An integrated analysis of sequences and structures of viral proteins
In our work, we put sequences of viral proteins into structural context, and vice versa. We extract sequence features characteristic of viruses with specific properties (e.g., drug resistance) and analyze structures of the corresponding proteins to understand the mechanism. We have performed an analysis of HIV viruses that selectively bind to one of the two proteins (CCR5 or CXCR4) on the surface of the human immune cell, which the virus has to invade for replication. We modeled both viral and cellular proteins involved and concluded that electrostatic charge plays a pivotal role in this interaction. The charge is likely to be conferred by the posttranslational glycosylation of the viral envelope protein (attaching a sugar molecule to the protein after it has been manufactured by the host cell), which in turn has major implications for vaccine development.

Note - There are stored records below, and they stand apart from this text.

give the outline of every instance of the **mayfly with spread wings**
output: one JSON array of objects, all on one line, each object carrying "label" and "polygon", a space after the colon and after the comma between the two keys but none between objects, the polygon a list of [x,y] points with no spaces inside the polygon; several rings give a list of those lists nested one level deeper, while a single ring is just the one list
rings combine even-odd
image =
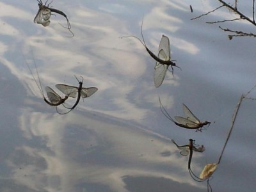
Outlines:
[{"label": "mayfly with spread wings", "polygon": [[[77,79],[77,78],[76,79]],[[73,98],[76,98],[76,97],[77,97],[76,103],[73,105],[72,107],[69,108],[70,109],[70,111],[76,108],[76,106],[78,104],[81,97],[82,97],[82,98],[89,97],[98,90],[98,88],[96,87],[88,87],[88,88],[82,87],[83,79],[82,81],[78,81],[78,82],[79,84],[78,87],[64,84],[57,84],[56,85],[56,87],[64,94],[68,93],[68,96]]]},{"label": "mayfly with spread wings", "polygon": [[[34,19],[34,22],[42,24],[44,27],[47,27],[50,24],[50,18],[52,15],[52,12],[58,13],[62,16],[63,16],[66,20],[67,23],[67,27],[64,27],[68,29],[68,31],[72,33],[72,36],[70,37],[74,36],[74,33],[71,31],[71,25],[69,22],[69,20],[64,12],[58,10],[57,9],[52,8],[49,7],[49,5],[51,3],[51,2],[46,5],[47,1],[46,1],[45,4],[43,4],[43,2],[42,0],[37,0],[38,2],[39,10],[37,12],[36,17]],[[62,26],[62,25],[61,25]]]},{"label": "mayfly with spread wings", "polygon": [[183,110],[185,117],[175,116],[174,116],[175,120],[174,120],[164,109],[161,102],[160,98],[159,102],[161,111],[164,116],[179,127],[189,129],[196,129],[196,131],[201,131],[204,125],[208,125],[209,126],[211,124],[211,122],[207,121],[205,121],[204,122],[201,122],[184,104],[183,104]]},{"label": "mayfly with spread wings", "polygon": [[156,61],[155,66],[155,70],[154,72],[154,82],[156,88],[159,87],[163,81],[164,81],[166,71],[168,67],[171,66],[172,72],[173,75],[173,67],[180,68],[176,65],[176,63],[172,61],[171,60],[170,48],[170,40],[169,38],[163,35],[162,38],[160,41],[158,56],[155,55],[147,47],[146,43],[144,40],[143,35],[142,34],[142,26],[143,24],[143,20],[142,20],[141,27],[141,34],[142,36],[143,42],[137,36],[130,35],[130,36],[122,36],[121,38],[124,37],[134,37],[140,41],[143,45],[145,48],[148,54]]},{"label": "mayfly with spread wings", "polygon": [[[189,145],[179,145],[176,143],[176,142],[173,140],[172,140],[172,141],[176,145],[177,148],[179,148],[179,150],[180,150],[180,155],[184,156],[187,156],[189,154]],[[205,150],[204,145],[201,145],[198,148],[196,148],[196,147],[195,147],[193,145],[192,149],[193,149],[193,150],[194,150],[195,152],[198,152],[200,153],[204,152]]]}]

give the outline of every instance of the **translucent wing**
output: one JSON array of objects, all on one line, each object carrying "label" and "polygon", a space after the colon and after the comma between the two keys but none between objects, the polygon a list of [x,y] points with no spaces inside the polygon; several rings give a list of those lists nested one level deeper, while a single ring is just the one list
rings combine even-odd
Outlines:
[{"label": "translucent wing", "polygon": [[83,98],[89,97],[98,90],[95,87],[83,88],[81,90],[81,96]]},{"label": "translucent wing", "polygon": [[159,87],[164,81],[168,65],[161,64],[157,61],[154,72],[154,82],[156,87]]},{"label": "translucent wing", "polygon": [[196,124],[199,124],[200,121],[197,118],[196,116],[195,116],[194,114],[189,110],[189,109],[183,104],[183,109],[185,113],[186,118]]},{"label": "translucent wing", "polygon": [[61,100],[61,97],[60,97],[60,96],[58,95],[57,93],[55,92],[51,87],[46,86],[45,91],[49,100],[52,104],[57,104]]},{"label": "translucent wing", "polygon": [[160,41],[159,48],[158,49],[158,57],[162,60],[169,61],[171,59],[170,53],[170,41],[169,38],[165,35],[162,36]]},{"label": "translucent wing", "polygon": [[179,148],[179,150],[180,150],[180,155],[182,155],[184,156],[186,156],[188,155],[189,152],[189,147],[188,146],[188,145],[182,145],[182,146],[179,146],[178,145],[175,141],[173,140],[172,140],[172,141],[175,144],[177,148]]},{"label": "translucent wing", "polygon": [[198,148],[196,148],[195,146],[193,146],[193,150],[202,153],[203,152],[204,152],[205,150],[205,148],[204,148],[204,145],[201,145]]},{"label": "translucent wing", "polygon": [[34,19],[34,22],[41,24],[44,27],[50,24],[51,10],[47,7],[40,8],[36,17]]},{"label": "translucent wing", "polygon": [[182,117],[182,116],[175,116],[174,117],[175,120],[177,121],[177,123],[180,124],[182,124],[184,125],[187,126],[189,128],[198,128],[198,124],[195,123],[194,122],[192,122],[186,118]]},{"label": "translucent wing", "polygon": [[64,94],[73,98],[76,97],[77,87],[64,84],[57,84],[55,86]]},{"label": "translucent wing", "polygon": [[210,163],[205,165],[204,168],[204,170],[202,171],[199,178],[201,179],[207,179],[209,178],[211,175],[212,175],[215,172],[216,169],[217,168],[217,163]]}]

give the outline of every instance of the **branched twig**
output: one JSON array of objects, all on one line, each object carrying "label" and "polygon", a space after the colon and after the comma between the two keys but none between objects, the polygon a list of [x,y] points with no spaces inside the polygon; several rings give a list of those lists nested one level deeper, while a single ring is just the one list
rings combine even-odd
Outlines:
[{"label": "branched twig", "polygon": [[252,23],[254,26],[256,26],[256,23],[255,22],[252,20],[248,17],[245,16],[244,14],[243,14],[241,12],[240,12],[239,10],[237,10],[237,8],[236,6],[235,8],[234,8],[232,6],[229,5],[228,4],[227,4],[226,2],[225,2],[225,1],[223,1],[222,0],[218,0],[218,1],[219,1],[220,3],[221,3],[223,6],[227,7],[228,8],[230,9],[231,10],[232,10],[234,12],[235,12],[235,13],[237,13],[238,15],[240,15],[240,18],[243,18],[243,19],[244,19],[245,20],[247,20],[248,22],[250,22],[250,23]]},{"label": "branched twig", "polygon": [[[214,21],[214,22],[206,22],[206,23],[207,24],[216,24],[216,23],[221,23],[221,22],[228,22],[228,21],[234,21],[234,20],[245,20],[247,22],[249,22],[250,23],[252,24],[253,25],[254,25],[255,26],[256,26],[256,22],[255,20],[255,13],[254,13],[254,8],[255,8],[255,0],[253,0],[253,6],[252,6],[252,8],[253,8],[253,13],[252,13],[252,19],[250,19],[248,17],[246,16],[245,15],[244,15],[243,13],[242,13],[241,12],[240,12],[238,10],[238,8],[237,8],[237,0],[235,1],[235,5],[233,6],[227,4],[226,2],[225,2],[223,0],[218,0],[220,3],[221,3],[221,5],[218,6],[218,8],[216,8],[216,9],[209,12],[205,14],[202,14],[196,17],[195,18],[192,18],[191,19],[191,20],[195,20],[198,18],[200,18],[203,16],[207,15],[211,13],[212,13],[214,12],[215,12],[216,10],[218,10],[219,8],[225,6],[225,8],[227,8],[227,9],[230,10],[230,11],[233,12],[234,13],[237,14],[239,15],[239,18],[236,18],[234,19],[226,19],[226,20],[217,20],[217,21]],[[256,35],[253,34],[252,33],[245,33],[243,31],[233,31],[231,29],[229,29],[228,28],[222,28],[220,26],[220,28],[222,30],[223,30],[224,31],[228,31],[228,32],[231,32],[231,33],[236,33],[236,35],[228,35],[228,38],[230,40],[232,39],[233,37],[234,36],[253,36],[253,37],[256,37]]]}]

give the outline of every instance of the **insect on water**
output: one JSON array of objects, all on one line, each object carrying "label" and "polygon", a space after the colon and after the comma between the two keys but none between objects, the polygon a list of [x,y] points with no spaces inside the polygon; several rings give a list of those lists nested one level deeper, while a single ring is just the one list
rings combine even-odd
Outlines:
[{"label": "insect on water", "polygon": [[160,97],[159,99],[161,111],[166,117],[167,117],[177,125],[186,129],[196,129],[196,131],[202,131],[202,129],[204,125],[210,125],[211,122],[207,121],[205,121],[204,122],[201,122],[194,114],[193,114],[191,111],[190,111],[184,104],[183,104],[183,109],[186,117],[175,116],[174,116],[174,118],[176,121],[174,120],[163,106],[160,100]]},{"label": "insect on water", "polygon": [[79,81],[76,77],[76,78],[79,84],[78,87],[64,84],[57,84],[56,85],[56,87],[64,94],[69,93],[69,97],[76,98],[77,95],[76,102],[72,108],[69,108],[70,109],[70,111],[74,109],[76,107],[79,102],[81,97],[82,97],[82,98],[89,97],[98,90],[98,88],[96,87],[83,88],[83,78],[82,77],[82,81]]},{"label": "insect on water", "polygon": [[[198,177],[196,176],[192,171],[191,170],[191,161],[192,161],[192,156],[193,156],[193,151],[194,150],[195,148],[195,140],[192,139],[189,139],[189,157],[188,159],[188,171],[189,172],[190,176],[192,177],[192,179],[196,181],[196,182],[204,182],[205,180],[207,180],[207,191],[212,191],[212,188],[209,184],[209,179],[211,177],[211,175],[209,175],[209,177],[205,177],[202,179],[200,176]],[[203,145],[202,145],[203,146]]]},{"label": "insect on water", "polygon": [[[187,156],[189,153],[189,145],[179,145],[176,143],[176,142],[173,140],[172,140],[172,142],[173,142],[177,147],[177,148],[179,148],[180,150],[180,154],[182,156]],[[194,145],[192,147],[193,150],[195,152],[203,152],[205,151],[205,148],[204,148],[204,145],[201,145],[199,147],[196,148]]]},{"label": "insect on water", "polygon": [[[60,113],[58,110],[57,106],[60,106],[60,104],[64,104],[64,102],[65,102],[65,100],[67,99],[68,99],[68,94],[66,94],[66,95],[64,97],[64,98],[61,98],[56,92],[55,92],[51,88],[50,88],[49,86],[46,86],[45,87],[45,91],[47,95],[47,97],[48,99],[49,100],[48,100],[46,97],[45,97],[44,94],[44,91],[43,91],[43,88],[42,88],[42,84],[41,84],[41,81],[39,77],[39,74],[38,74],[38,72],[37,70],[37,67],[36,67],[36,65],[35,61],[34,58],[33,58],[33,62],[35,63],[35,67],[36,71],[36,75],[37,75],[37,78],[38,80],[38,82],[36,81],[35,76],[33,74],[32,70],[30,68],[27,60],[25,58],[25,56],[23,55],[25,61],[26,61],[26,64],[28,66],[28,68],[29,68],[30,73],[32,75],[33,79],[34,79],[35,82],[36,84],[37,87],[38,88],[39,90],[40,91],[41,95],[44,98],[44,100],[49,105],[51,106],[54,106],[56,108],[56,111],[57,113],[58,113],[59,114],[62,115],[62,113]],[[63,105],[63,106],[65,107],[65,106]]]},{"label": "insect on water", "polygon": [[176,65],[176,63],[172,61],[171,60],[170,48],[170,40],[169,38],[165,35],[163,35],[162,38],[160,41],[158,56],[155,55],[147,47],[146,43],[144,40],[143,35],[142,34],[142,26],[143,24],[143,19],[142,19],[141,27],[141,34],[142,36],[143,42],[137,36],[130,35],[130,36],[122,36],[120,38],[125,37],[134,37],[140,41],[143,45],[145,48],[148,54],[156,61],[155,65],[155,70],[154,72],[154,82],[156,88],[159,87],[164,81],[166,71],[168,67],[171,66],[172,73],[173,75],[173,67],[178,67],[181,69],[179,67]]},{"label": "insect on water", "polygon": [[58,14],[63,16],[66,19],[67,22],[67,27],[64,27],[61,24],[60,24],[60,25],[61,26],[63,26],[63,28],[68,29],[68,31],[72,34],[72,36],[70,37],[74,36],[74,33],[71,31],[70,23],[69,22],[69,20],[68,20],[66,14],[64,13],[64,12],[63,12],[60,10],[58,10],[49,7],[49,4],[52,1],[51,1],[47,5],[46,5],[46,4],[47,3],[48,0],[46,1],[45,3],[44,4],[43,4],[43,2],[42,1],[42,0],[37,0],[37,1],[38,2],[39,10],[37,12],[36,17],[35,17],[34,22],[40,24],[43,26],[47,27],[50,24],[50,22],[51,22],[50,17],[51,17],[51,15],[52,15],[52,12],[58,13]]}]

Charge-dependent interaction between CCR5 and CXCR4 and their ligands or – the HIV envelope protein
Using the wealth of data on HIV resistance, we have developed a method for the computational assessment of the binding strength between the HIV protease from different virus strains and its inhibitors (drugs that bind to the protein to block viral replication), which has the potential of substantially assisting the drug development process.